High temperatures in combustion chambers of say 1500 to 1800° F. means that salts of heavy metal (usually chlorides or sulfates) are present in a molten state since the melting point of these salts generally lies between 467° F. and 1678° F. Vapor of these salts are also present and are in equilibrium with the molten salts. Because the partial pressures of these vapors are low, by and large they are entrained in the flue gas away from the combustion chamber and can enter the ambient atmosphere. The low concentrations prevent them from being separated out although they are of levels which can pose substantial problems.
Finally it should be noted that in practically all of these processes, there is the danger of formation of secondary contaminants such as chlorobenzenes, chlorophenols, PCBs, dioxins and the like. Heavy metal salts are detectable in the incinerator atmosphere as well as in the ash and slags (see “Earth in the Balance, Ecology and the Human Spirit”, Houghton Mifflin Co. 1993, page 156).

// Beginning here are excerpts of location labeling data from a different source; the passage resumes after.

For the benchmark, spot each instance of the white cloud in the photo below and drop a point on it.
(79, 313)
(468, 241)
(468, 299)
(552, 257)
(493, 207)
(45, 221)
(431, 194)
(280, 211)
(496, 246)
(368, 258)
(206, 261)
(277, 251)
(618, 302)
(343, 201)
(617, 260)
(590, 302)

Mention can also be made of the plasma techniques for disposing of solid wastes and which produce fuel gases and do not form the secondary contaminants mentioned above. However, these processes cannot eliminate heavy metals and their salts and the product flue gases which the processes produce have substantially lower heat content than gases produced by other techniques.
OBJECTS OF THE INVENTION
It is, therefore, the principal object of the present invention to provide an improved method of disposing of solid refuse, also known as household waste or refuse or municipal waste or refuse, in conjunction with or independently of the disposal of sewage slag, whereby drawbacks of the earlier systems are avoided.